Gerontologists consume, generate, and apply hot-off-the press, evidence-based research to understand and promote successful aging—but the routes to reducing disability, increasing functioning, and enhancing life engagement apply across the human lifespan. We know what predicts longevity and how to apply it and the earlier we start applying, the better. Securing seven to nine hours of sleep, for example, will clear out beta amyloid plaque at ages 18, 80 or 108. Volunteering confers physical and psychological benefits at any age. And cardiovascular exercise will densify the hippocampus no matter how gray the stuff between your ears. The health literacy internalized from practicing evidence-based gerontology compounds like interest, accumulating over time to yield higher returns later in the life course.
Older Adults Provide Stories and Maps. Stories and maps provide guidance.
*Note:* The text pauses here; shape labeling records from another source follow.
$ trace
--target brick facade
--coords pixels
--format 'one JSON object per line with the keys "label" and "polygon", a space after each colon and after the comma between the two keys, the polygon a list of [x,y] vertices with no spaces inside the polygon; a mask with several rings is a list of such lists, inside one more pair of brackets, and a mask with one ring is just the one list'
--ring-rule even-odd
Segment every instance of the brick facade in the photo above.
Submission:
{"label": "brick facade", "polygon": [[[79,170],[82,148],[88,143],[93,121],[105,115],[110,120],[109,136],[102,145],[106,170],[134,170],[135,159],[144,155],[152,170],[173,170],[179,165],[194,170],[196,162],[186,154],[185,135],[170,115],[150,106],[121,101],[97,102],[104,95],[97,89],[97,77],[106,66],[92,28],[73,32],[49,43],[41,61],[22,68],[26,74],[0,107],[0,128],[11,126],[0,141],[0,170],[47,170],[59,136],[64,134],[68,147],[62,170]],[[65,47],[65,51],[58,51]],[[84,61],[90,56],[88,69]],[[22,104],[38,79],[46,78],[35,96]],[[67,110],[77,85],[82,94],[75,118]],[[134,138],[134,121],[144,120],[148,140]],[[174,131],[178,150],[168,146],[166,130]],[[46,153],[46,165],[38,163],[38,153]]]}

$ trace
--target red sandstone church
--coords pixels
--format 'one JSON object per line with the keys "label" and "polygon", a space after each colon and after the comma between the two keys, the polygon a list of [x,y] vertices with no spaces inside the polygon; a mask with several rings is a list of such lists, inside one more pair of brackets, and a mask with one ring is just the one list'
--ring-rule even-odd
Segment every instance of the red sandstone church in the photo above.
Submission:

Healthy or otherwise, lifespans tell stories and gerontologists interpret them. Stories have value because they yield the benefits of experience without the high costs of its lessons. In this way, gerontology represents an extended exercise in social learning, providing interested students of life with a comprehensive, longitudinal data set of tried-and-true variables tied to longevity. Gerontologists get privileged, real-time insight into what “works” and what doesn’t—what to approach and to avoid, permitting the “trying on” in our mind’s eye of different things in which to outfit our lives through the protective, warm embrace of wisdom. With enough attention and conscientiousness, those stories can morph into maps that help to orient observers toward healthy, long, and engaged golden years.
You Learn How not to Sweat the Small Stuff.
As their time horizons shrink, older adults tend to selectively and systemically hone their social experiences to meet shifting emotional needs. These motivational shifts produce a contagious don’t-sweat-the-small-stuff-ness that, under lucky conditions, can prematurely seep into other developmental epochs. Appropriate seepage can buffer the untamed cascades of cortisol flowing from pesky peer reviewers, professional pressures, traffic, and the general existential dread accompanying a Type A-personality-plagued adulthood. For me, all of it sort of assumed laughable smallness after really grappling with the big metaphysical stuff built into gerontological work like life, death, meaning, love, and loss. Now, better than ever before, I can ask myself compassionately: “Will this matter when I’m 60? 70? 80?” and can almost always answer “no” honestly. Reducing my cortisol levels alone has probably added another five years to my life.
Someone once said we study our pathologies. While I respectfully disagree, I hope whoever said it at least aged well.
Talk to your doctor today about AGES.